Choć zakaz spalania śmieci w domowych piecach obowiązuje w Polsce od 20 lat, to w większości gmin pozostaje martwym przepisem – wynika z najnowszych badań Polskiego Alarmu Smogowego (PAS). Organizacja sprawdziła, jak wygląda kontrola domowych kotłów i pieców w 106 gminach w województwach łódzkim, małopolskim, śląskim i mazowieckim. Okazało się, że w tej dziedzinie jest jeszcze wiele do zrobienia.

Pół mandatu na gminę

Stosunkowo najlepiej sytuacja wygląda tam, gdzie działają straże miejskie. W 2017 r. w badanych 58 gminach ze strażą miejską przeprowadzono w sumie około 44 tys. kontroli palenisk domowych, a w gminach bez straży jedynie 650. W gminach, które nie posiadają odpowiednich służb, praktycznie nie są wystawiane mandaty. Badania pokazują, że na wsiach za spalanie śmieci wystawia się średnio jedynie pół mandatu rocznie na gminę. Co więcej, w 18 proc. przebadanych gmin nie przeprowadzono żadnej kontroli w tym zakresie. Tymczasem statystyki pokazują, że ponad 50 proc. mieszkańców wsi zauważa proceder spalania śmieci w swojej okolicy. – Problemem jest tutaj nie tylko samo spalanie odpadów.

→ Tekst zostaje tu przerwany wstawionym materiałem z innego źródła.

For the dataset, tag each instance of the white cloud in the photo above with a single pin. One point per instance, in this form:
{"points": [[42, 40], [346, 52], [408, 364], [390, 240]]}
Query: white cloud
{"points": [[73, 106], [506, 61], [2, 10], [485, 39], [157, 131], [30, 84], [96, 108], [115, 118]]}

Kontrola domowych kotłów i pieców jest również niezbędna do wdrażania uchwał antysmogowych – bez tego mogą one pozostać martwymi przepisami – zauważa Anna Dworakowska z PAS. Uchwały antysmogowe zakazują spalania w domach węgla najgorszej jakości, najczęściej mułów i flotokoncentratów

Konieczna reforma

PAS zaapelował do premiera Mateusza Morawieckiego o włączenie tematu kontroli do rządowego programu „Czyste powietrze", rozpoczęcie prac nad reformą systemu kontroli i pilne powołanie grupy zadaniowej skupiającej przedstawicieli rządu, samorządu oraz strony społecznej.